A facility level cross-sectional survey to assess health system readiness for oral cancer care in Madhya Pradesh, India
Sana Anwar, Anindo Majumdar, Yogesh Damodar Sabde, Pankaj Goel, Sanjeev Kumar, Ujjawal Khurana

TL;DR
This study evaluates the readiness of healthcare facilities in Madhya Pradesh, India, to provide oral cancer care and finds areas needing improvement.
Contribution
The study provides a detailed assessment of health system readiness for oral cancer care in a specific Indian region.
Findings
Opportunistic screening and telemedicine were functional in most facilities.

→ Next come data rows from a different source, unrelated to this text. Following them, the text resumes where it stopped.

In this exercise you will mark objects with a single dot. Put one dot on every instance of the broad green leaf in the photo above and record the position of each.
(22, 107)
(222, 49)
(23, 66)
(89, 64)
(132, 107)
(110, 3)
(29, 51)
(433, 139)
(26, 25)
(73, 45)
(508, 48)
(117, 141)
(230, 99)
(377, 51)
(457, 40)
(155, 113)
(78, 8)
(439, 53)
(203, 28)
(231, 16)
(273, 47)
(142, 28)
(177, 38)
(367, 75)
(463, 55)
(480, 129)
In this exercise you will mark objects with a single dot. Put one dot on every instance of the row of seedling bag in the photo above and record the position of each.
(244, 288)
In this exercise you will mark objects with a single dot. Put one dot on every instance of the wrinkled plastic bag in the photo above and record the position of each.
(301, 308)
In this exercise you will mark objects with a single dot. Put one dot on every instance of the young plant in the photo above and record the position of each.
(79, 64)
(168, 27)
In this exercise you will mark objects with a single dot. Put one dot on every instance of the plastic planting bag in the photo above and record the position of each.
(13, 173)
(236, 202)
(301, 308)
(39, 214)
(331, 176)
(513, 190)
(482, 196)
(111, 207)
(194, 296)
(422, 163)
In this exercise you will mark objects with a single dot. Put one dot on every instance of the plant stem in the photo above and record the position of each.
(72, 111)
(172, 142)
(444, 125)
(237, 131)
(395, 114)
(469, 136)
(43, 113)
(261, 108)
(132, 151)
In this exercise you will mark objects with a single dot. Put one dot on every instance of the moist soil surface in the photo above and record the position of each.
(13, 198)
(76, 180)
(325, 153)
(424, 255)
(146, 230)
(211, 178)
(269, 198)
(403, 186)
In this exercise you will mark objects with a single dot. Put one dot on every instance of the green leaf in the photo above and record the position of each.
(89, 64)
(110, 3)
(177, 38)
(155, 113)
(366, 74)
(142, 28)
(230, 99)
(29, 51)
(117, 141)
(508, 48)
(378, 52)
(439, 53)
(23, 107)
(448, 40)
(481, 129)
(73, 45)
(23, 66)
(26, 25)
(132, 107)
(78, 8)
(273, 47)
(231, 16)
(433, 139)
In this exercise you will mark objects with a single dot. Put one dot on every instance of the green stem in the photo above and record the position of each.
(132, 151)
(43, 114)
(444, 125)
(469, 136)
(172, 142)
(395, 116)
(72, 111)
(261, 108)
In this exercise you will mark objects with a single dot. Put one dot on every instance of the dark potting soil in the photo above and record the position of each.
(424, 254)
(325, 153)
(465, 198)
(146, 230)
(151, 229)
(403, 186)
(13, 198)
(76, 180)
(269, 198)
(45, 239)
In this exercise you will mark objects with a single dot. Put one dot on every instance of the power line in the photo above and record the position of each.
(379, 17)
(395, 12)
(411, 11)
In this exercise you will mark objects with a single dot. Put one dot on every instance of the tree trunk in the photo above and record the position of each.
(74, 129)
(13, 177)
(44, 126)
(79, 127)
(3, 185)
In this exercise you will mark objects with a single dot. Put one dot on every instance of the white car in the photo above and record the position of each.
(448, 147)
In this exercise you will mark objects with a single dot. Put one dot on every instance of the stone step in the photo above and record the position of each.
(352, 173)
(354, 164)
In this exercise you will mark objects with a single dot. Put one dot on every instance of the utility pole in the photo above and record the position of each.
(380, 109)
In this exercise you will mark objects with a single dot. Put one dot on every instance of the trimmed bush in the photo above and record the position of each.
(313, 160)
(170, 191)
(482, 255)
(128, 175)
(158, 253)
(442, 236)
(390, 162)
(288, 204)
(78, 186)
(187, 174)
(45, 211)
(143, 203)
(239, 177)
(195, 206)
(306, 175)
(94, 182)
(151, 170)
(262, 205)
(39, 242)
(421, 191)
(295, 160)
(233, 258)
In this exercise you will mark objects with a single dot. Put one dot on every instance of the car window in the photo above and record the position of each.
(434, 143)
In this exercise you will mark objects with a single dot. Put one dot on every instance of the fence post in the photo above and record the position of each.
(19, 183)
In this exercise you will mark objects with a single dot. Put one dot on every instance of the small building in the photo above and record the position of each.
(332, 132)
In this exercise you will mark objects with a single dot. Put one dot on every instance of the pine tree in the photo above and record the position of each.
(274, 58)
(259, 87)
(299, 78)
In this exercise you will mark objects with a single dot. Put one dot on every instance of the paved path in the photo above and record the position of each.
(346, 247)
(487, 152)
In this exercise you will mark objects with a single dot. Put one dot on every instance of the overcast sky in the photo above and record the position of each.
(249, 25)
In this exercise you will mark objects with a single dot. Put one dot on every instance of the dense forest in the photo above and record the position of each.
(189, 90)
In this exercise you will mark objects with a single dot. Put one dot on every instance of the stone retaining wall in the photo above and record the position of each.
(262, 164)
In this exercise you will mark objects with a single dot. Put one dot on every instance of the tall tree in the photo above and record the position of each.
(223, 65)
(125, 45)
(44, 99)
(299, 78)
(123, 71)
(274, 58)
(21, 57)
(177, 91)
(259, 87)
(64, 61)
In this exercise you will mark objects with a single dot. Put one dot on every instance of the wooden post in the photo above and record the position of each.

Shortcomings were identified in diagnostics, cancer medicines, and support staff like dentists and counselors.
Abstract
Oral cancer is included under national NCD programs in India due to its high burden, societal and economic impact. Therefore, it is of interest to assess the readiness of government healthcare facilities in two districts of Madhya to deliver good quality oral cancer care. Assessment of 58 facilities revealed that opportunistic screening and telemedicine was functional and availability of manpower and supportive drugs was good. Shortcomings in availability of diagnostics, cancer medicines, information, education and communication (IEC) activities, dentists, dieticians and counsellors were found. Further strengthening of oral cancer services under the NCD programs is essential for comprehensive oral cancer care.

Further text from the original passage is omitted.